Eylül Yağlıkara'nın annesi Şerife Yağlıkara ise kızı Eylül'ün sabah 09.30'da kahvaltı yaptığını ve daha sonra oyun oynamak için Boran Yağlıkara'nın yanına gittiğini belirterek, "Saaat 10.30 gibi Boran'ın evinde kola içmişler. Bisikletini alıp gitti. Ben ondan sonra Eylül'ü daha görmedim. Eşim camiden geldiğinde ben Eylül'ü aramak için mahalleye çıktım. Gidebileceği birkaç ev vardı oralara gittim ama sanığın evine gitmedim. Eylül'ü bulamayınca tekrar eve döndüm ve bu sırada sanık bizim evin avlusunda dolanıyordu" dedi. Şerife Yağlıkara, sanık Uğur Koçyiğit'e dönerek "Biraz dürüst ol ve kalk erkekçe anlat gerçekleri" diyerek gözyaşlarına boğuldu.

'GİZLİ GİZLİ KONUŞUYORLARDI'

Eylül'ün oyun arkadaşı tanık 11 yaşındaki B.Y. ise "Ben balkondan baktığımda, Eylül'ün bisikleti sanık Uğur'un bahçesinde görünüyordu ancak Eylül'ü görmedim. Yaklaşık yarım saat sonra Nida geldi. Bizim avluda biraz bisiklet sürüp Eylül'e bakmak için sanık Uğur'un evine gittik. Biz baktığımızda Eylül'ün bisikleti çalılıkların içinde duruyordu. "Eylül nerede?" dedik. "Eylül yok" dedi, bu sırada bagajda bir şeyle uğraşıyordu. Sonra Nida ile birlikte Eylül'ün bisikletini alıp evine götürdük ve Halil İbrahim amcaya söyledik. Biz Eylül'ü aramaya başladığımızda sanık Huriye ile sanık Uğur'un gizli gizli bir şeyler konuştuğunu gördük.
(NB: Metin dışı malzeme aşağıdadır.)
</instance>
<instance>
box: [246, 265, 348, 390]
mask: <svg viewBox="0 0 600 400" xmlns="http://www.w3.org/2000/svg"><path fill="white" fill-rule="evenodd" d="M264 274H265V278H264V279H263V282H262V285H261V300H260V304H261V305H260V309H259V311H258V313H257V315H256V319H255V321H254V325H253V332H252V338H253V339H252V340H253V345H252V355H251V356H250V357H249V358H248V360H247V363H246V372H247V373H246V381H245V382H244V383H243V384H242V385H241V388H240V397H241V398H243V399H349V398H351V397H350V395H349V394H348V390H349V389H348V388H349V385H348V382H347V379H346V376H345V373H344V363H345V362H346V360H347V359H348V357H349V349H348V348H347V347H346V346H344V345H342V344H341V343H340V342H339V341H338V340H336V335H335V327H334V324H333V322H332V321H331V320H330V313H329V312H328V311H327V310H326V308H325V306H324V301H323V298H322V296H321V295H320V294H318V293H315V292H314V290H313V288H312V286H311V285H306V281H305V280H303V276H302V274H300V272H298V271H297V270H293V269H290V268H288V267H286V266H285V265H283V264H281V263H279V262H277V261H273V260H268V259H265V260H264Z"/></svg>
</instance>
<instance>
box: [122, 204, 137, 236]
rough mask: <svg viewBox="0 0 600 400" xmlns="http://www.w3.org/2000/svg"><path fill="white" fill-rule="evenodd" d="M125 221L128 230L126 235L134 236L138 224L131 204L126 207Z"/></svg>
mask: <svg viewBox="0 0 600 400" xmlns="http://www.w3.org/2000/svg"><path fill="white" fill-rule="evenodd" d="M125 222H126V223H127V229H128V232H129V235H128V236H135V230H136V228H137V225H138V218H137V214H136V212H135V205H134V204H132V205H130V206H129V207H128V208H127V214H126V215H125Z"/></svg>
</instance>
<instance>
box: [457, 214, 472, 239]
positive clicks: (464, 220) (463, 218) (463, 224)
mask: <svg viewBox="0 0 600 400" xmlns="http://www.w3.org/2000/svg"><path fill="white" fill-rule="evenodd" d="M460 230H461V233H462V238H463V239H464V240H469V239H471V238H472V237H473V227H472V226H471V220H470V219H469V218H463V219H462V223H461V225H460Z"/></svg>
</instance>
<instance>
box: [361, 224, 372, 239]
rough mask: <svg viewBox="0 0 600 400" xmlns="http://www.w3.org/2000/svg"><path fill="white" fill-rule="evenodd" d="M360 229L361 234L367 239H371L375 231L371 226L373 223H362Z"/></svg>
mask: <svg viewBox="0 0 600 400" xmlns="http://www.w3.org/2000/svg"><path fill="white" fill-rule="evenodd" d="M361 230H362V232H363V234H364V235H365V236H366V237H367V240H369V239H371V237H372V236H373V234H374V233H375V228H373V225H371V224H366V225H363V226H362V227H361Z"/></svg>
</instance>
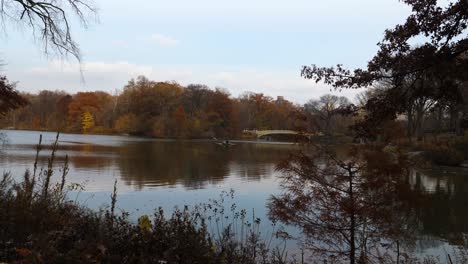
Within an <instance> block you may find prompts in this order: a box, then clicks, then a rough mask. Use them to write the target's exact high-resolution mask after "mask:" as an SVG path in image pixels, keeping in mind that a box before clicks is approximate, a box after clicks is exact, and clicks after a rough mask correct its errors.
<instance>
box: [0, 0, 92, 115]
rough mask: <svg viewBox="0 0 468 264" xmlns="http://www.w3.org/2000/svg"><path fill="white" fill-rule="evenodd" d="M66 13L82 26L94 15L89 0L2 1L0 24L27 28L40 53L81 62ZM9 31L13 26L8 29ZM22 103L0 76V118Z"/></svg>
mask: <svg viewBox="0 0 468 264" xmlns="http://www.w3.org/2000/svg"><path fill="white" fill-rule="evenodd" d="M70 12H71V13H73V14H75V15H76V17H78V19H79V21H80V23H81V25H84V26H85V27H86V25H87V22H88V18H89V17H90V15H95V14H96V8H95V7H94V3H93V1H92V0H64V1H56V0H41V1H37V0H3V1H1V2H0V18H1V19H2V22H12V23H14V24H17V25H20V26H26V27H29V28H30V29H31V30H32V34H33V36H34V37H36V38H37V39H38V41H40V42H41V43H42V44H43V48H44V52H45V53H46V54H49V53H50V51H53V52H54V53H55V54H58V55H60V56H62V57H66V56H67V55H69V54H70V55H72V56H73V57H75V58H76V59H77V60H78V61H80V60H81V55H80V49H79V47H78V44H77V43H76V42H75V41H74V39H73V38H72V35H71V28H70V25H71V21H70V17H71V16H70ZM8 28H13V27H8ZM25 103H26V100H24V99H22V98H21V97H20V95H19V94H18V93H17V91H16V90H15V89H14V87H13V86H12V85H11V84H9V83H8V81H7V79H6V77H5V76H2V75H0V116H1V115H4V114H5V112H7V111H8V110H11V109H15V108H17V107H19V106H22V105H24V104H25Z"/></svg>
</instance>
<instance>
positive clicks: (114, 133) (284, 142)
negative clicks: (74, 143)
mask: <svg viewBox="0 0 468 264" xmlns="http://www.w3.org/2000/svg"><path fill="white" fill-rule="evenodd" d="M8 131H12V132H14V131H20V132H37V133H53V134H56V133H57V132H59V133H60V134H66V135H79V136H109V137H123V138H134V139H140V140H147V141H174V142H212V143H218V142H222V141H224V140H221V139H216V140H215V139H212V138H155V137H146V136H138V135H129V134H118V133H107V134H106V133H100V134H98V133H86V134H84V133H75V132H61V131H50V130H33V129H6V128H0V133H1V132H8ZM228 140H229V142H231V143H245V144H269V145H299V144H300V143H298V142H290V141H267V140H258V139H242V138H240V139H228ZM78 143H79V142H78Z"/></svg>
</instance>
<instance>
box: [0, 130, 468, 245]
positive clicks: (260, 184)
mask: <svg viewBox="0 0 468 264" xmlns="http://www.w3.org/2000/svg"><path fill="white" fill-rule="evenodd" d="M6 133H7V134H8V137H9V139H10V144H9V146H8V147H7V148H6V149H5V150H3V151H2V153H0V168H2V170H3V171H11V172H12V175H13V176H16V177H18V176H21V175H22V174H23V172H24V170H25V169H26V168H31V167H32V164H33V161H34V156H35V151H34V149H35V145H36V144H37V140H38V138H39V133H38V132H26V131H7V132H6ZM42 134H43V135H44V144H45V145H47V144H49V145H50V143H51V142H52V140H53V138H54V137H55V134H54V133H42ZM293 149H294V147H293V146H290V145H273V144H247V143H238V144H237V145H236V146H234V147H232V148H229V149H224V148H222V147H220V146H218V145H216V144H213V142H209V141H194V142H178V141H162V140H147V139H140V138H129V137H113V136H84V135H72V134H63V135H61V137H60V149H59V153H57V154H58V155H57V157H58V158H59V162H58V163H57V164H56V165H57V166H58V167H60V166H61V164H60V162H62V161H63V159H62V158H63V157H64V156H65V154H67V155H68V156H69V157H70V167H71V173H70V175H69V181H71V182H77V183H84V182H85V183H87V184H86V186H85V187H86V190H87V191H88V192H89V193H92V194H91V195H92V196H93V197H94V198H93V199H90V198H89V197H90V196H85V197H83V198H82V200H83V201H86V204H87V205H90V206H91V207H98V206H99V205H101V204H102V203H108V201H109V193H110V192H111V190H112V185H113V183H114V180H115V179H118V180H119V191H120V192H121V193H120V194H119V204H118V205H119V206H120V208H122V209H124V210H127V211H130V212H136V211H135V210H137V211H138V209H140V211H138V212H137V213H138V214H143V213H149V214H150V213H152V210H153V209H154V208H156V207H157V206H161V205H162V206H164V207H165V208H167V209H170V208H172V207H173V206H175V205H179V206H181V205H184V204H194V203H197V202H205V201H207V200H208V199H209V198H213V197H215V196H217V195H218V194H219V192H220V191H221V190H229V189H230V188H234V189H235V190H236V192H237V197H236V198H237V199H238V202H239V204H238V205H239V208H246V209H251V208H255V212H256V214H258V216H259V217H261V218H263V219H265V215H266V209H265V203H266V201H267V199H268V197H269V196H270V195H271V194H274V193H276V192H277V191H278V182H277V181H276V176H277V174H275V171H274V168H275V166H276V164H277V163H278V162H279V161H281V160H282V159H284V158H285V157H287V155H289V153H290V151H291V150H293ZM49 153H50V150H49V149H47V148H46V149H44V151H42V154H41V156H40V164H42V166H46V164H47V158H48V155H49ZM407 182H408V184H409V185H410V186H411V189H412V190H413V191H414V192H416V193H419V194H421V195H422V196H423V197H424V203H415V204H414V205H412V206H413V207H414V208H413V210H414V211H415V212H416V215H417V219H416V221H415V223H413V225H414V228H416V229H418V230H419V233H420V236H419V238H418V246H417V247H418V249H419V250H421V251H423V252H427V251H428V250H429V251H430V250H434V252H431V253H433V254H439V253H441V254H444V252H443V250H444V249H443V247H444V246H447V245H449V244H450V245H462V244H463V243H466V242H467V241H466V234H468V169H462V168H431V169H430V170H419V171H413V172H412V173H411V174H410V175H408V180H407ZM155 201H157V202H158V203H157V204H156V202H155ZM145 210H146V211H145ZM463 236H465V238H463ZM463 239H465V241H464V240H463ZM441 240H442V241H443V242H441ZM435 249H437V250H435Z"/></svg>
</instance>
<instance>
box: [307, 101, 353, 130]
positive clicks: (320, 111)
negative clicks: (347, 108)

Bizi görünce konuşmayı hemen kestiler" dedi.

Tanık İzzet Bükülmez de bölgede çobanlık yaptığını ve olay günü yoldan geçerken, Eylül Yağlıkara'nın gömüldüğü direğin yanında sanık Uğur Koçyiğit'i gördüğünü söyledi.

Mahkeme heyeti, Uğur Koçyiğit'in tutukluluk halinin devamına karar verirken, annesinin tutuklanmasının talep edilmesini reddetti. Duruşma, tanıkların dinlenmesi için ertelendi.

İDDİANAMEDEN

İddianamede yer alan bilgilere göre Eylül, olay günü öğle saatlerinde arkadaşıyla birlikte Uğur Koçyiğit'in evine gidip çocuklarını sordu. Evde yalnız olan Uğur Koçyiğit, Eylül'ün arkadaşını gönderip küçük kıza cinsel istismarda bulundu. Eylül, Huriye Koçyiğit'in eve gelmesi üzerine kaçtı. Uğur Koçyiğit, peşinden gittiği Eylül'ü zorla otomobiline bindirip boğarak öldürdükten sonra kendi diktiği elektrik direğinin dibine gömdü. İddianamede, sanık Uğur Koçyiğit'in cep telefonunda Mayıs ve Haziran aylarında çocuk pornosu izlediğinin belirlendiği de bildirildi.